I try to make our seafood meals satisfying and filling, even if everyone doesn’t have large portions of wild salmon. Here are a few ways I stretch out the seafood that doesn’t make the meal seem skimpy.
- Pasta is always a special treat around here, so I sometimes make a seafood sauce to go over pasta for a filling meal that also effectively stretches seafood. Make a white clam sauce or a creamy salmon sauce to go over pasta, or steam clams in a bit of white wine, garlic, and basil, and serve over pasta.
- Soups are my personal favorite as they are so nourishing and filling. I adore soups, and it’s really easy to stretch out your seafood in soups. I have recipes in my soup cookbook, "Ladled: Nourishing Soups for All Seasons," for clam chowder, salmon chowder, miso udon and salmon soup, and a simple white fish and rice soup, all of which are frugal ways to stretch out seafood. But those are just a few examples. Soups are forgiving and easily adaptable to your preferences and ingredients on hand. Have fun and experiment!
- Making a seafood fried rice with leftover rice, bits of leftover salmon, peas, grated carrots and fried in coconut oil or bacon grease and flavored with soy sauce and lime juice is a family favorite around here (pictured above).
- Salads work equally as well. For a light lunch or dinner, cook up a filet of fish (or open a can), add some celery and nuts to a bowl of lettuce greens and drizzle everything with a homemade dressing. Served with bread and butter, and perhaps a cup of wine, and you have a gourmet meal that is surprisingly frugal.
- Another option is to make simple salmon cakes using either canned salmon or leftover salmon bits (there are some lovely examples of this on epicurious.com)

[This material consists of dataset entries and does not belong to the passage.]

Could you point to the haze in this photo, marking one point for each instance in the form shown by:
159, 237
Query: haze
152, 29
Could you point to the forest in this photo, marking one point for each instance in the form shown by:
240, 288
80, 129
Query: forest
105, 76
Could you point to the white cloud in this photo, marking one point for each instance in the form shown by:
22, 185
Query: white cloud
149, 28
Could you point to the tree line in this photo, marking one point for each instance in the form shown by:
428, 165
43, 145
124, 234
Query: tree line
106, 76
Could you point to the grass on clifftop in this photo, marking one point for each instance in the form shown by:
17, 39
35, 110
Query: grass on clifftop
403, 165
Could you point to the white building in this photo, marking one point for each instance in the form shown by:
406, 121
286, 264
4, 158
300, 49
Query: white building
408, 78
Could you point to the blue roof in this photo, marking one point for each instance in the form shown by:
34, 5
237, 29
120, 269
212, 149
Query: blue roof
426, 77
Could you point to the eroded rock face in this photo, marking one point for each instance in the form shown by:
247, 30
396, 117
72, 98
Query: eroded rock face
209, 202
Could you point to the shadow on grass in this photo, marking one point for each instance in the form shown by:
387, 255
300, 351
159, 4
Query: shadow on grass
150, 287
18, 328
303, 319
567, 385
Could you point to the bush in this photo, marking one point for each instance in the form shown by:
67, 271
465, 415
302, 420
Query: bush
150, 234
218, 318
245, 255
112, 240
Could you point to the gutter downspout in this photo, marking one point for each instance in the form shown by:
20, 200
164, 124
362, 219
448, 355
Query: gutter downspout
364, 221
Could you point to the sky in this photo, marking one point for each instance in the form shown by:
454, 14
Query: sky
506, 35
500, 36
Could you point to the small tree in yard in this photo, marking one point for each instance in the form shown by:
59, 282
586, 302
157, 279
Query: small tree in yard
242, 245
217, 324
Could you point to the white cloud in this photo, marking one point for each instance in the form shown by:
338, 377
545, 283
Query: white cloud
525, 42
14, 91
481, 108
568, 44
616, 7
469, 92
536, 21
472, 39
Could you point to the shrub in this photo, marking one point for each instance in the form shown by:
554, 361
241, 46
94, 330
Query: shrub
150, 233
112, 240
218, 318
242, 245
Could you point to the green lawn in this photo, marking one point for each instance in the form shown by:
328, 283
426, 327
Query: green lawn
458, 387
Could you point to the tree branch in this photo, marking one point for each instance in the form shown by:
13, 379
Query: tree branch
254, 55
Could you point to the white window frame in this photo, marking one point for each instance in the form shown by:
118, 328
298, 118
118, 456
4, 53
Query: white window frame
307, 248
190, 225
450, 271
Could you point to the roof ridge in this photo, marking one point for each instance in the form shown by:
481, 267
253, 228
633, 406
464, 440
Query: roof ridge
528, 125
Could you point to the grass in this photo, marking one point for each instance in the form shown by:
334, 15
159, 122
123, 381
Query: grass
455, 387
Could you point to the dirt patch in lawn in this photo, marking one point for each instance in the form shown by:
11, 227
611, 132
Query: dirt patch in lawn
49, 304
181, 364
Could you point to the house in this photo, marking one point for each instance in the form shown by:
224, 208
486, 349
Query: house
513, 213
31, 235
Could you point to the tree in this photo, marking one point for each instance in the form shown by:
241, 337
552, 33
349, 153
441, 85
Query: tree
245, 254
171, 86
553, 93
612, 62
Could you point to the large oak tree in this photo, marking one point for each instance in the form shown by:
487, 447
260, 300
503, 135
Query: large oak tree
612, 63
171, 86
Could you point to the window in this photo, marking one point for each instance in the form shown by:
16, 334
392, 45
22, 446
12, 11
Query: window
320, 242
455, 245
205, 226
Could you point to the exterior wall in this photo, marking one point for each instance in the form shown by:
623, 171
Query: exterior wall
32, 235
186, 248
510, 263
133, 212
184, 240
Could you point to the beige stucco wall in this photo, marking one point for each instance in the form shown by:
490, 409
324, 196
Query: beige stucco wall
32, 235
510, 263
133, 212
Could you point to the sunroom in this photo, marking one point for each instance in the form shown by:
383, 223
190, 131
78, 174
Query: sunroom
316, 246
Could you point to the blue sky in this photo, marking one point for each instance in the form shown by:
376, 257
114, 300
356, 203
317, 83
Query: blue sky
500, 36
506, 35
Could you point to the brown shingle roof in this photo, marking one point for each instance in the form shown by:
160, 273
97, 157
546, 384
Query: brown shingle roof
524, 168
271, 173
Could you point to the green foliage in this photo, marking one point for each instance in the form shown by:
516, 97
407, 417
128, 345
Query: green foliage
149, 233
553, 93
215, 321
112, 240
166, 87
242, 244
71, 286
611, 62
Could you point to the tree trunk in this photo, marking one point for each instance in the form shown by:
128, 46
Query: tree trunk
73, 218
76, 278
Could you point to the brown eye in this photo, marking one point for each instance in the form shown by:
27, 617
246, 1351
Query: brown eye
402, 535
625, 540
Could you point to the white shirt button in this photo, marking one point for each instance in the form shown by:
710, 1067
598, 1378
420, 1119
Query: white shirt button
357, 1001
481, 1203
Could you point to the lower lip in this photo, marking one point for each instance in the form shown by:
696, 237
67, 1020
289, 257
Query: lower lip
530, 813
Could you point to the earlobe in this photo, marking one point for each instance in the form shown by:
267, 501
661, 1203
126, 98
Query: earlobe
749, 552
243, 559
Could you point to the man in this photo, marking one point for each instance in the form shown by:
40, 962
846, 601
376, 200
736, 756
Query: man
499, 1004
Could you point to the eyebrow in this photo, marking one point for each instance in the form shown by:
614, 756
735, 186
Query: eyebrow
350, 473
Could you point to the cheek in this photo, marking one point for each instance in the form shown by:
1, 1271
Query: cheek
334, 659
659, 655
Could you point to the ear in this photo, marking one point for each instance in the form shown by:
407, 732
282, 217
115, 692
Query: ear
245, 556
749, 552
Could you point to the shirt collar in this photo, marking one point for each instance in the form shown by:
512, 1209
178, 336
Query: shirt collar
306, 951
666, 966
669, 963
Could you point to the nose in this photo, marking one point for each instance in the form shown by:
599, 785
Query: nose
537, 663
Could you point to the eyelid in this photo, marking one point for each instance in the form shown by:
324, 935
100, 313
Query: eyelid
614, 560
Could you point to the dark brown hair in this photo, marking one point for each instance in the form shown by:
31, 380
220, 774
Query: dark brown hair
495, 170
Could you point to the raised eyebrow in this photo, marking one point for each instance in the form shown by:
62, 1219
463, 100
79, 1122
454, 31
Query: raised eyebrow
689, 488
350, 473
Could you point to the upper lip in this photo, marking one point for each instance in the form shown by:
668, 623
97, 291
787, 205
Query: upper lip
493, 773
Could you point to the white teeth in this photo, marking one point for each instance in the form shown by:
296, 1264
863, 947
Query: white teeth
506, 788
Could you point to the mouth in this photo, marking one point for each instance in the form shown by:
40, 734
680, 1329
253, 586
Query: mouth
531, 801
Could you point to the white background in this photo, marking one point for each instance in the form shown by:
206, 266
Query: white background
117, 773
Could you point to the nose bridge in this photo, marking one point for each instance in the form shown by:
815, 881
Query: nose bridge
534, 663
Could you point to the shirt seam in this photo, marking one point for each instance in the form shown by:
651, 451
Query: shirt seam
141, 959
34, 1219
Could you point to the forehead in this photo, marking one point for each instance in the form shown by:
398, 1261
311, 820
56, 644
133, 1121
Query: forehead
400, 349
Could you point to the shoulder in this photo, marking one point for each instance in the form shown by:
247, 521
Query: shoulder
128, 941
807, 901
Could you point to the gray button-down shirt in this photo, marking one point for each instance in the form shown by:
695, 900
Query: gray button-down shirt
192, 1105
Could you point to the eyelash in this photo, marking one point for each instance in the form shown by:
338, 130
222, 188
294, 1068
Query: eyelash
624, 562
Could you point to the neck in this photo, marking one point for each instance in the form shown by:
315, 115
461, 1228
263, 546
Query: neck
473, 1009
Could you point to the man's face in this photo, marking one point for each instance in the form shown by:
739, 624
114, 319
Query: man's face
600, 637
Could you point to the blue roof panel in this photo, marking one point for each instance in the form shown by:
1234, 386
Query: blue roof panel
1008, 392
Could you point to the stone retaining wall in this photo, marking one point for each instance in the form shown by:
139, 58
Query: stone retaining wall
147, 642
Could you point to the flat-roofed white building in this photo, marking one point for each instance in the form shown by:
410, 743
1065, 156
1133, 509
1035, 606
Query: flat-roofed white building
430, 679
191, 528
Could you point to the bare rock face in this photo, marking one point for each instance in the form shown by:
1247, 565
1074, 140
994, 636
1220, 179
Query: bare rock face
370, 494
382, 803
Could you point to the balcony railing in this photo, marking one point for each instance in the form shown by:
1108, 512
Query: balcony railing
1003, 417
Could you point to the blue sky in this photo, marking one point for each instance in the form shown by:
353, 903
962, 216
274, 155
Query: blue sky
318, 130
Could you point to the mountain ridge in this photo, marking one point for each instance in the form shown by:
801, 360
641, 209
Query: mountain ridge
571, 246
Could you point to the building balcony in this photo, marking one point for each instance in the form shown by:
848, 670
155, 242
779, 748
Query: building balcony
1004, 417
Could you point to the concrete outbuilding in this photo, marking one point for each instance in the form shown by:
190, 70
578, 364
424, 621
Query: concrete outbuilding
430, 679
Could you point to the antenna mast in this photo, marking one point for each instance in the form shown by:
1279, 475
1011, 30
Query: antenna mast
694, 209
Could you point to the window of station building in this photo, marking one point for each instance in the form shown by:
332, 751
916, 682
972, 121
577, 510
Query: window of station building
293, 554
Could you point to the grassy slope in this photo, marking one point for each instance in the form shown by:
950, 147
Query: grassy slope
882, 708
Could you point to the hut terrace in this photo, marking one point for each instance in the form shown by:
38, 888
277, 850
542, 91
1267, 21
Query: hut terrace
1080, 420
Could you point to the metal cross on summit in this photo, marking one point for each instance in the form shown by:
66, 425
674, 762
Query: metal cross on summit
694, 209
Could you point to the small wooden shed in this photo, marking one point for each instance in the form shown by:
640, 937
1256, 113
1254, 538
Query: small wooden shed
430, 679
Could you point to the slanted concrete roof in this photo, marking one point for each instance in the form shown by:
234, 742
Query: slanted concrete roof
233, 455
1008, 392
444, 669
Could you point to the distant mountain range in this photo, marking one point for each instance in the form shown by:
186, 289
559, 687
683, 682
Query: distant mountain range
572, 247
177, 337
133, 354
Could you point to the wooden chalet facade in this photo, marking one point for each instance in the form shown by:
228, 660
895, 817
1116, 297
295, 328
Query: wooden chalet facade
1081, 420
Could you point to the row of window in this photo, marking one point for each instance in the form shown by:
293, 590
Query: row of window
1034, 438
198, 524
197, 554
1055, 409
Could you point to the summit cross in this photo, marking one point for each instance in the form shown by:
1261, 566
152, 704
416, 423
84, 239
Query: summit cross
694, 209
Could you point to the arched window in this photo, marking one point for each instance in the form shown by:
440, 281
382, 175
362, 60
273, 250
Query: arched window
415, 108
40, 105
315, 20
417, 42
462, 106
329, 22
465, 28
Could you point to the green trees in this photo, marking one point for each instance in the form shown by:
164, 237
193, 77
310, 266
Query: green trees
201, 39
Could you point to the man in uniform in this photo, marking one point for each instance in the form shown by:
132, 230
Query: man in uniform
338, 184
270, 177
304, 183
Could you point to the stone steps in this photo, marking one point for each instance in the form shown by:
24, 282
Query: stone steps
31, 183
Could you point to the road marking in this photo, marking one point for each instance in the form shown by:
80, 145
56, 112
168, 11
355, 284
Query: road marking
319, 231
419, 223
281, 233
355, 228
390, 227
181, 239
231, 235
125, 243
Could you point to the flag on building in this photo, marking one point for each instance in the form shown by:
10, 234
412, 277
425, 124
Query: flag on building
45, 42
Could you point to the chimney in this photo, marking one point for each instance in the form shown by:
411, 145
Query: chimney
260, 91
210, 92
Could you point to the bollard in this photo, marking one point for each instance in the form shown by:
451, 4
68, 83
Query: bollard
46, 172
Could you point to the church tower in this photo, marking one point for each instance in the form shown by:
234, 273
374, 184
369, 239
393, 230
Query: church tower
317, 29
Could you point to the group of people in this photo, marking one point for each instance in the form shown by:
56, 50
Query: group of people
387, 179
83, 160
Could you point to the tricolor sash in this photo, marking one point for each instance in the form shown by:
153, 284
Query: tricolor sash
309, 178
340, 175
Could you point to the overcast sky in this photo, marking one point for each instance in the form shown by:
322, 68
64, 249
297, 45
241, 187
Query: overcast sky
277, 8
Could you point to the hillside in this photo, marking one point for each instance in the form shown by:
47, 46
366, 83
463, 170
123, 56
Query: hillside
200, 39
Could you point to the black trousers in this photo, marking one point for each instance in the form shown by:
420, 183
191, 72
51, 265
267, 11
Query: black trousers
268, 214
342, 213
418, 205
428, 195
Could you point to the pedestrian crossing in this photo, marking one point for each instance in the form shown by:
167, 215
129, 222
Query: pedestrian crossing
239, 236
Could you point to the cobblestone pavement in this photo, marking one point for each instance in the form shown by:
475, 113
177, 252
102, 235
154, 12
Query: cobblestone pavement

- And don't forget sandwiches. Most of us grew up on tuna salad sandwiches, so we know how this works. My family enjoys Wild Planet's low-mercury tuna, which I buy at a good price at Costco. But you can think beyond tuna as well. Sardines are actually delicious when diced into small pieces, mixed with chopped cucumber, tomatoes, and tossed with a homemade dressing and served on crispy toast. Salmon burgers make an excellent sandwich "meat" as well.